The TAC is a national not-for-profit body that consults with, audits, and oversees the accreditation of engineering technology and applied science programs across Canada. Students who graduate from an accredited program are given access to important industry organizations like the Applied Science Technologists & Technicians of BC Foundation, which provides graduates with greater employment opportunities.
“It’s very important because it’s a form of quality control,” says Paul Richard, who chairs the EPT at KPU, and was involved with the submission for accreditation from the TAC. “[The TAC is] somebody who’s totally independent, who takes a look at what we do and what we claim to deliver in terms of outcomes and says ‘yay’ or ‘nay’.”
“It forces the program to remain current, to deliver the practical stuff that’s expected in the workplace, as seen by the accreditation body,” he says.
In order to be granted the accreditation, a program must be judged by its ability to meet a number of criteria set by the TAC in a given discipline category which, in the EPT’s case, is Environmental Engineering. For example, the program being audited must demonstrate that it can meet its prescribed learning outcomes, that students can successfully identify lab errors, and that they can plan and carry out an independent research project. To display this, a variety of student work was submitted anonymously to the TAC exhibiting a range of performance, from exemplary to just barely passing.

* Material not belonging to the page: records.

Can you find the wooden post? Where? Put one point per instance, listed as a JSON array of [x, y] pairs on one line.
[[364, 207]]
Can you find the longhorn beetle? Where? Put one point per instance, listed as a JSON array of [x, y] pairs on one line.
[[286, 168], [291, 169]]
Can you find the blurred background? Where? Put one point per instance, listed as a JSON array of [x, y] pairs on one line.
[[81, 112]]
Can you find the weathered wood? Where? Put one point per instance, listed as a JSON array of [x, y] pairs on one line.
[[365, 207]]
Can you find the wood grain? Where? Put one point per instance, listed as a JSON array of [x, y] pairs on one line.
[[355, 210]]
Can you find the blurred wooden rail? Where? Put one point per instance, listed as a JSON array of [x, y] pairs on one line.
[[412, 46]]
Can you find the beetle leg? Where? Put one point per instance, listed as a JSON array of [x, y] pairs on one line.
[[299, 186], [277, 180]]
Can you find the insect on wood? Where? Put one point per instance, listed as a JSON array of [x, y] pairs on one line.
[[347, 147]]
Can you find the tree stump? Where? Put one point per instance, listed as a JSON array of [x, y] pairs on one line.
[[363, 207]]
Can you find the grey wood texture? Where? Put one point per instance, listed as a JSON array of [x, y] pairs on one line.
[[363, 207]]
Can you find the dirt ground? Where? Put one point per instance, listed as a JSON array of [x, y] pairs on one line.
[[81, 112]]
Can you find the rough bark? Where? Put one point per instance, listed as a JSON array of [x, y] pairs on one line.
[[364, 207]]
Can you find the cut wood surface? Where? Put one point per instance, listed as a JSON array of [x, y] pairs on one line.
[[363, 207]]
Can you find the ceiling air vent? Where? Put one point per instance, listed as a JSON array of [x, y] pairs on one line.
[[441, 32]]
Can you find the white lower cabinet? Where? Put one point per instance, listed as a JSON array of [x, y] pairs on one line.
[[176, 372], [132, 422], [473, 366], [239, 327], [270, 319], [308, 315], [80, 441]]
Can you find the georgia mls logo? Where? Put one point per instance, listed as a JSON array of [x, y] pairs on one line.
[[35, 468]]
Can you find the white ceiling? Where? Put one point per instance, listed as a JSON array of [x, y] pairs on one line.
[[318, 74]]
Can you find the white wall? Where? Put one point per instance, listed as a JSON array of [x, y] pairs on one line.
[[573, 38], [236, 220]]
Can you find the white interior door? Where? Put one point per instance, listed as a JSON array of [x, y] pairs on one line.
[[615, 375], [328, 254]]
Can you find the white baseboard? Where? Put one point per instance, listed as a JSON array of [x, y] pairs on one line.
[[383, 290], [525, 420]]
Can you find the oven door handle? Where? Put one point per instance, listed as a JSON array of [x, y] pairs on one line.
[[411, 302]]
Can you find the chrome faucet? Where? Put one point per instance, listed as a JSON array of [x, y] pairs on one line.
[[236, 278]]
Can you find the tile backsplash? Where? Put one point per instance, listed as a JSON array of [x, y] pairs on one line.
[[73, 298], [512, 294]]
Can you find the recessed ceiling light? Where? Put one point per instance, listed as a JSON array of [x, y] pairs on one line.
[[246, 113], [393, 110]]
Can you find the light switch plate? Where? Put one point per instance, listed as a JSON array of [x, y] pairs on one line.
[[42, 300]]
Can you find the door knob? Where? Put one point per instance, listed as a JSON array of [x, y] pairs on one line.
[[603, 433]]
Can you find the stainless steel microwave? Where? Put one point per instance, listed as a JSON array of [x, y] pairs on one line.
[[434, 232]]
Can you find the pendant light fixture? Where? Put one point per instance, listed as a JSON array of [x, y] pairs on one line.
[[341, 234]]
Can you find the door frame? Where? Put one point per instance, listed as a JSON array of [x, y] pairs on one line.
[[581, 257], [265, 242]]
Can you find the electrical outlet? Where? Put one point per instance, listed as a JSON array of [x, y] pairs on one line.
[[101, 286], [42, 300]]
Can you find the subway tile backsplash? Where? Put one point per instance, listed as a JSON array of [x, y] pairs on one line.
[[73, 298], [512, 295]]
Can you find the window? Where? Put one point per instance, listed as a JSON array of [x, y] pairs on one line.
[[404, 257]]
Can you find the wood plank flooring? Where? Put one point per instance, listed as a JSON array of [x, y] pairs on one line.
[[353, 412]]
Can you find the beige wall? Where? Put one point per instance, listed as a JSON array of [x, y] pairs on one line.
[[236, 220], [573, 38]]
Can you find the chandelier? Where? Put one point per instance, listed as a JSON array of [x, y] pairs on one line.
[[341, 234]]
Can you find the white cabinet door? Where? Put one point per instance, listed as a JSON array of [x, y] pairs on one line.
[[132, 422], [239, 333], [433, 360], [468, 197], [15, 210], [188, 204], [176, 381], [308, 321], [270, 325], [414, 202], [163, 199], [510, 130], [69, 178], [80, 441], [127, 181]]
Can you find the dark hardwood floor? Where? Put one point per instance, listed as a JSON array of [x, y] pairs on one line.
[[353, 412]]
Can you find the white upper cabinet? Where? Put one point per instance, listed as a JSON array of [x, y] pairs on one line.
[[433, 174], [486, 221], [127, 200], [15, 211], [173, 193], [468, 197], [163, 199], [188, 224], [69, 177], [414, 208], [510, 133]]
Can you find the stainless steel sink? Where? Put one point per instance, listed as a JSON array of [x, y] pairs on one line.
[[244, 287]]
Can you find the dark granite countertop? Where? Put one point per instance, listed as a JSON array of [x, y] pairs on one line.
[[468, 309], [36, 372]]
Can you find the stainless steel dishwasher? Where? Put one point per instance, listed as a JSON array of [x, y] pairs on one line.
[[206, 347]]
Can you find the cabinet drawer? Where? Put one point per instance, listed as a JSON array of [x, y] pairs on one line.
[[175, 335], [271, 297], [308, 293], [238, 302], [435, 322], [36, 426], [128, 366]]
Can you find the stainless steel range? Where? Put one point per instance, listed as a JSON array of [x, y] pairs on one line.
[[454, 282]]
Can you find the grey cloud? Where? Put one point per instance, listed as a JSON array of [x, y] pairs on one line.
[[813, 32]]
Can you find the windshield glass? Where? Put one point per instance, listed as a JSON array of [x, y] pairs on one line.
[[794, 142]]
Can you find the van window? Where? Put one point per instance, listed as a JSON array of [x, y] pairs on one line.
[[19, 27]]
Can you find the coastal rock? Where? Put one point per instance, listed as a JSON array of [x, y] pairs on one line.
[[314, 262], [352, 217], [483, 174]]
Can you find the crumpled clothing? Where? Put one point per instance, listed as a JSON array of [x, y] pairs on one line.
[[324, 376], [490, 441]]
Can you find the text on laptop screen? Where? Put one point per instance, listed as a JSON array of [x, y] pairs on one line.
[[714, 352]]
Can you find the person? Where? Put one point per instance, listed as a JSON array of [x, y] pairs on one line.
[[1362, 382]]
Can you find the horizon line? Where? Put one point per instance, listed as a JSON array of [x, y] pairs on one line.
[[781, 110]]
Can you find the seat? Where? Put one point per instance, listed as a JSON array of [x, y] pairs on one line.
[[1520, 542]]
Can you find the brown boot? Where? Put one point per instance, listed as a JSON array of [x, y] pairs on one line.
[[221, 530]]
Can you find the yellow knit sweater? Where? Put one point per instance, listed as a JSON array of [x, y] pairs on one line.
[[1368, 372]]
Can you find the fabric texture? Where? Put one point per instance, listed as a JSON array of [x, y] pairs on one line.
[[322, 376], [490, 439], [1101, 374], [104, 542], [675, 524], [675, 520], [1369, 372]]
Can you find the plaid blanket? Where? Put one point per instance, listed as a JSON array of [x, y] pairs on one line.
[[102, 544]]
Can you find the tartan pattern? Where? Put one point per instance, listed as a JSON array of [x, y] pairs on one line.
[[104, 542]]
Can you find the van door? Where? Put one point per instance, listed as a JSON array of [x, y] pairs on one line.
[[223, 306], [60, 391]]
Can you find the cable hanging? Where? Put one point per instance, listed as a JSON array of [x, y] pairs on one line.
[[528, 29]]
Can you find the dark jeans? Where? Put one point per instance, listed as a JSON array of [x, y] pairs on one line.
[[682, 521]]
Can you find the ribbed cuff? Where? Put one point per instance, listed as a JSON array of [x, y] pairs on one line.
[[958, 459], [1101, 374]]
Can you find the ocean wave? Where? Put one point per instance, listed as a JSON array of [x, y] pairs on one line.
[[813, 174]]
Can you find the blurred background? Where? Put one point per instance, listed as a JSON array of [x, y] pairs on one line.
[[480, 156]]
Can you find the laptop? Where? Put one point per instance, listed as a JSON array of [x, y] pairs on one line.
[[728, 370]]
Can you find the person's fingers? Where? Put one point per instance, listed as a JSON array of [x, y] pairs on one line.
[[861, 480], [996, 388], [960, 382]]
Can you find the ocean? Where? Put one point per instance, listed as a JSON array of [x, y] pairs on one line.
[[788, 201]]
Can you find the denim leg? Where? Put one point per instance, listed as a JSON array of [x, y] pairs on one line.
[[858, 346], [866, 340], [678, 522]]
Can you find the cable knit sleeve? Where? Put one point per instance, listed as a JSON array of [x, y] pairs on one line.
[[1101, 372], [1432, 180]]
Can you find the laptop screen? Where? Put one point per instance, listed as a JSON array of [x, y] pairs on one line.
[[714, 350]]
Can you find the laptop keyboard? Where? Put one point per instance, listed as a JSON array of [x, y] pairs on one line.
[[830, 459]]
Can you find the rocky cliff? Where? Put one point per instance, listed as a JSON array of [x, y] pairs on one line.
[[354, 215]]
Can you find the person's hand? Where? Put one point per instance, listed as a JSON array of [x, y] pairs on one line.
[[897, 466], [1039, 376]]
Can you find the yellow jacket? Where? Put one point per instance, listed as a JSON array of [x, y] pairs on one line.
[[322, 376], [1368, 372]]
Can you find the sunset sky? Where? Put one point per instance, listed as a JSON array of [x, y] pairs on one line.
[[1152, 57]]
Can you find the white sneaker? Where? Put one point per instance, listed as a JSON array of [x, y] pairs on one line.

“One thing that surprised me,” says Richard, “was the degree to which the accreditors were able to look at the program from the outside and make some positive criticism. They could see opportunities that we may have missed because we are too close to the day-to-day delivery.”
The TAC auditors suggested that the EPT should create a clear and comprehensive grading rubric that students would have access to, and this has since been implemented into the program. The TAC also inspected the labs and school facilities, as well as other things that reflect on the quality of KPU overall, such as the computer labs and the libraries.
“Not having accreditation means that it’s easier for a program to become a bit stale and to be less relevant,” says Richard. “The flipside of that, obviously, is that with accreditation, we’re given the confidence that we’re in the right place, we’re going in the right direction.”
The TAC accreditation lasts for five years, and stands for that duration unless any major changes are made to the program. The TAC’s audit also happened to take place over the same period of time as the EPTP’s own five-year internal review.
“There’s an interesting amount of juggling in between the two,” says Richard. “Some of the things that I found in the program review that were missing the boat a bit was because I was looking at the boxes from the accreditors that I couldn’t tick off.”
Besides the minor TAC suggestions that have already been implemented, the EPT is not going to undergo any big changes any time soon.
“It’s not like the accreditation dictates what we do,” says Richard, “we’ll still keep the core of what we’ve always wanted to do, but it’s a nice form of signage towards improvement.”